Zudem habe das BFM mehrere Sachverhalte nicht oder falsch gewürdigt. So sei die Befragung in einem Fall zu wenig tief gegangen, die Befragung sei zu oberflächlich gewesen.
Behörden und Anwälte haben versagt
Die Leiterin des Schweizer UNHCR-Büros, Susin Park, stellt fest, das BFM habe die aktuelle Situation in Sri Lanka zu wenig berücksichtigt. Die Akten seien durch mehrere Hände gegangen, was nicht ideal sei. Zudem seien zwischen dem Asylgesuch im Jahr 2009 und dem Entscheid des BFM vier Jahre vergangen. Park kritisiert weiter, dass die Fälle vor der Wegweisung nicht noch einmal individuell überprüft worden seien.
Auch die Anwälte der beiden Tamilen hätten versagt, so Völkerrechtler Kälin. Die Rechtsvertreter hätten vor dem Bundesverwaltungsgericht wichtige Punkte nicht vorgebracht.
Fehler gemacht
Amtsdirektor Mario Gattiker betont im Gespräch mit SRF, er bedaure sehr, dass Fehler im Asylverfahren passiert seien. Wichtig sei, dass die Empfehlungen der Gutachter nun rasch und konsequent umgesetzt würden. Eine entsprechende Anweisung an die betroffenen Stellen sei bereits ergangen.
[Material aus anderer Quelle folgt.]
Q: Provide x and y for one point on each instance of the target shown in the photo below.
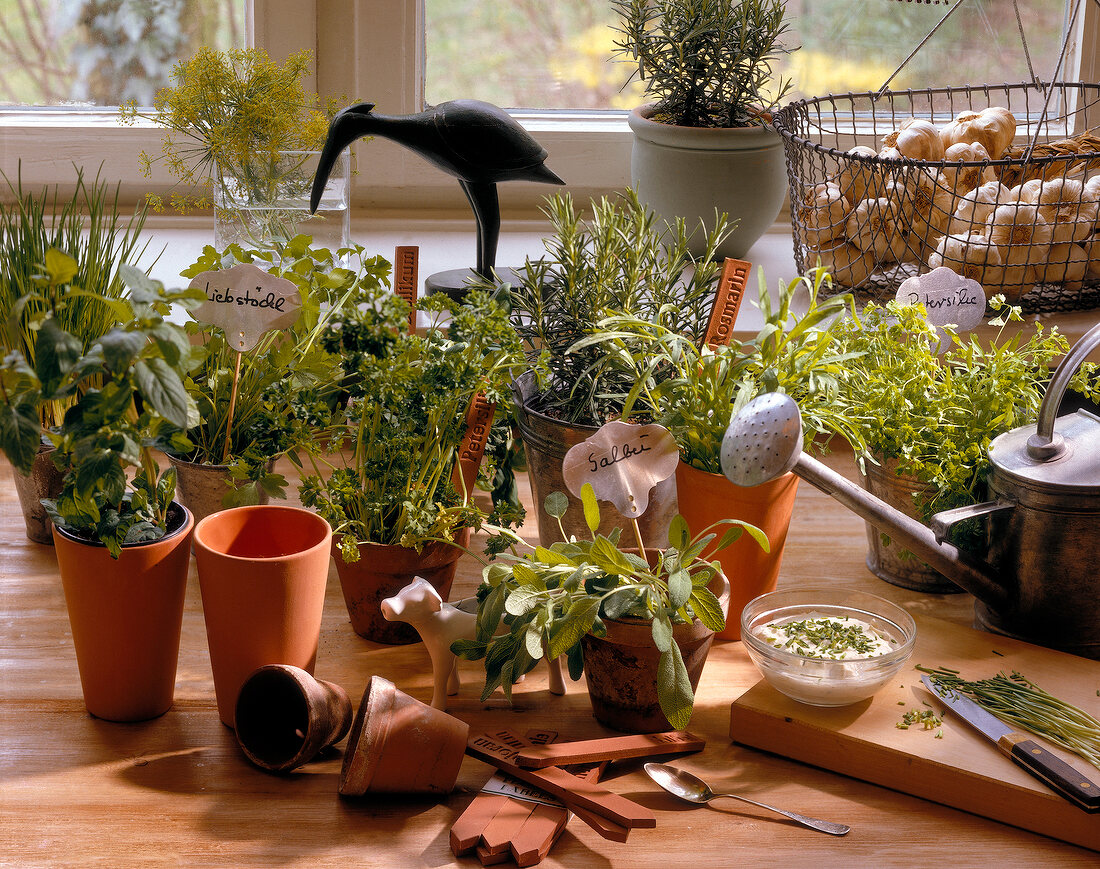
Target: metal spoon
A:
(694, 790)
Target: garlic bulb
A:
(847, 264)
(875, 227)
(974, 209)
(971, 256)
(961, 179)
(823, 213)
(858, 179)
(1021, 232)
(992, 129)
(1067, 264)
(1060, 204)
(915, 139)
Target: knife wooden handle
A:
(1052, 769)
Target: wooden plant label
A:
(246, 303)
(948, 298)
(472, 448)
(623, 463)
(727, 303)
(406, 261)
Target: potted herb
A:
(286, 386)
(243, 136)
(623, 260)
(397, 506)
(58, 259)
(694, 391)
(926, 417)
(122, 542)
(704, 144)
(638, 625)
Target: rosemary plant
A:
(624, 261)
(59, 257)
(706, 63)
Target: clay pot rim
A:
(322, 543)
(185, 525)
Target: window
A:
(376, 50)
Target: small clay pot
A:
(399, 745)
(382, 571)
(285, 717)
(262, 574)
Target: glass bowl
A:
(821, 681)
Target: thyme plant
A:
(622, 261)
(706, 63)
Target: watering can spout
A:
(765, 441)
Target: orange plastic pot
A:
(262, 575)
(125, 617)
(705, 498)
(382, 571)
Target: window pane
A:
(557, 55)
(105, 52)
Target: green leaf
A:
(556, 504)
(673, 688)
(591, 507)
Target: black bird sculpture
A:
(476, 142)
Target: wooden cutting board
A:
(963, 769)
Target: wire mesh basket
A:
(1022, 222)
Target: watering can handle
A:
(1046, 443)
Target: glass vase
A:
(265, 200)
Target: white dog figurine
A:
(439, 624)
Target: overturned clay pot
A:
(285, 717)
(399, 745)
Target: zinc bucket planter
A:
(620, 668)
(262, 574)
(546, 442)
(125, 617)
(705, 498)
(689, 172)
(382, 571)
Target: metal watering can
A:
(1040, 580)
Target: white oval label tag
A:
(246, 303)
(623, 463)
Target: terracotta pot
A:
(285, 717)
(546, 442)
(620, 668)
(262, 574)
(399, 745)
(202, 487)
(382, 571)
(886, 559)
(705, 498)
(125, 616)
(43, 482)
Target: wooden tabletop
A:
(177, 791)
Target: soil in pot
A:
(125, 617)
(382, 571)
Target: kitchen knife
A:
(1024, 750)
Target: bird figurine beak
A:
(349, 124)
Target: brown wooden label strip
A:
(553, 780)
(472, 448)
(406, 261)
(727, 303)
(612, 748)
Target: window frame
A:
(382, 61)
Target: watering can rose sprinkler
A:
(1040, 579)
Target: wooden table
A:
(177, 791)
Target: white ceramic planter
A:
(690, 172)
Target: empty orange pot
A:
(125, 616)
(705, 498)
(399, 745)
(262, 575)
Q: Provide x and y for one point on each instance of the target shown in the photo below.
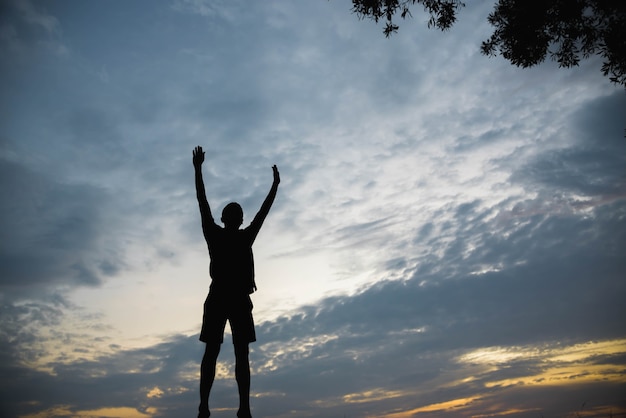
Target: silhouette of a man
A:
(232, 274)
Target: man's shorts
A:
(237, 310)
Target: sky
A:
(448, 238)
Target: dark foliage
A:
(527, 31)
(442, 12)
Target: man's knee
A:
(211, 351)
(241, 351)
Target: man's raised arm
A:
(255, 226)
(205, 210)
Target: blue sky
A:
(448, 238)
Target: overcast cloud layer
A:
(448, 237)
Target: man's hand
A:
(276, 175)
(198, 157)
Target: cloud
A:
(52, 232)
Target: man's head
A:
(232, 215)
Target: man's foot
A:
(203, 411)
(244, 414)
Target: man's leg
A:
(242, 375)
(207, 375)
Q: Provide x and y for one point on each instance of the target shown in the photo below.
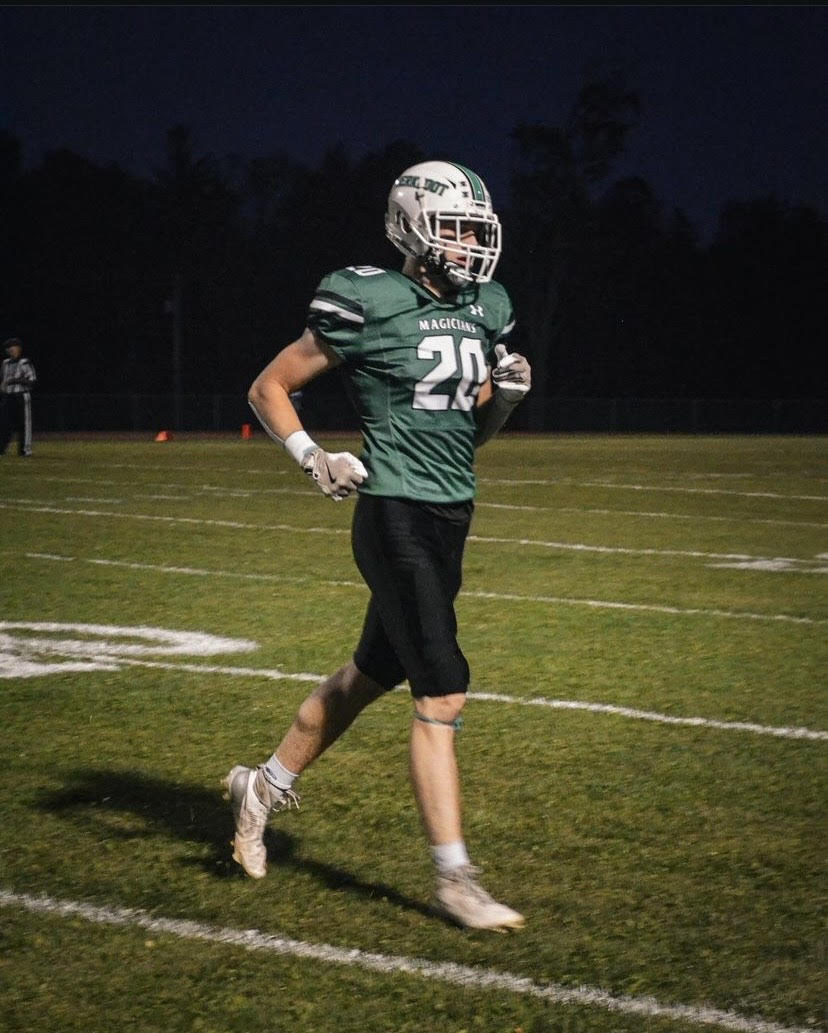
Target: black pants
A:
(16, 418)
(410, 555)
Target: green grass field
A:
(643, 753)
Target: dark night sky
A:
(735, 101)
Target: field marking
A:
(445, 972)
(26, 505)
(695, 722)
(479, 594)
(655, 488)
(242, 493)
(38, 655)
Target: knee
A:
(445, 710)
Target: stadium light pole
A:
(177, 293)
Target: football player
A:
(426, 352)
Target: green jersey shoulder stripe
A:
(326, 301)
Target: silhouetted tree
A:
(551, 221)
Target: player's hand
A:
(512, 375)
(336, 474)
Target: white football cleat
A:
(251, 816)
(460, 898)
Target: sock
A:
(449, 855)
(277, 776)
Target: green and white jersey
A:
(416, 364)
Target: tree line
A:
(193, 278)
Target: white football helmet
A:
(439, 195)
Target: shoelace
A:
(467, 874)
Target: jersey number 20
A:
(466, 358)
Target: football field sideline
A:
(448, 972)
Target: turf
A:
(662, 863)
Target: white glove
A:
(336, 474)
(512, 375)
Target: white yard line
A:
(505, 596)
(27, 505)
(444, 972)
(276, 675)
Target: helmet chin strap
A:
(437, 265)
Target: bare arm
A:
(269, 394)
(336, 474)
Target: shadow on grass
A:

Laut Gattiker haben «verschiedene Ursachen zu diesen Fehleinschätzungen kumuliert». So sei die BFM-Einheit, welche die fraglichen Entscheide gefällt habe, zu gross gewesen. Dadurch habe die fachliche Führung und Begleitung der betreffenden Mitarbeiter gelitten.
Wieder Entscheide zu Flüchtlingen aus Sri Lanka
Ausserdem habe die Bearbeitung der Gesuche sehr lange gedauert und sie seien durch verschiedene Hände gegangen. «Und es sind auch individuelle Fehler gemacht worden bei der Prüfung der Gesuche», so der BFM-Direktor weiter. Gattiker betont aber, dass die Arbeit des BFM insgesamt von sehr guter Qualität sei. Dies beweise die sehr tiefe Quote von gutgeheissenen Beschwerden gegen BFM-Entscheide.
Nun seien die Voraussetzungen geschaffen, um ab sofort wieder Entscheide über Asylgesuche aus Srik Lanka fällen und vollziehen zu können. Alle bereits abgelehnten Asylgesuche von Tamilen würden vor deren Rückführung aber noch einmal individuell überprüft, so Gattiker weiter. Dies «im Lichte der aktuellen Lagebeurteilung in Sri Lanka und des neuen Risikoprofils».
Bei der Rückkehr verhaftet und gefoltert
Für viele Tamilen kommen die Erkenntnisse aus den beiden Berichten zu spät: Von der Wiederaufnahme der Rückschaffungen 2011 bis zur Einstellung im letzten Herbst sind bereits rund 250 Personen aus der Schweiz nach Sri Lanka zurückgekehrt – einige davon unter Zwang. Der Schweizerischen Flüchtlingshilfe sind mehrere Fälle bekannt, in welchen abgewiesenen Asylsuchenden nach ihrer Rückkehr verhaftet und gefoltert worden sind.
Auch für die Familien der seit letztem Sommer in Sri Lanka inhaftierten beiden Männer dürfte der Bericht nur ein schwacher Trost sein. Nach Angaben des BFM steht die Schweizer Botschaft in Colombo immerhin in regelmässigem Kontakt mit ihnen.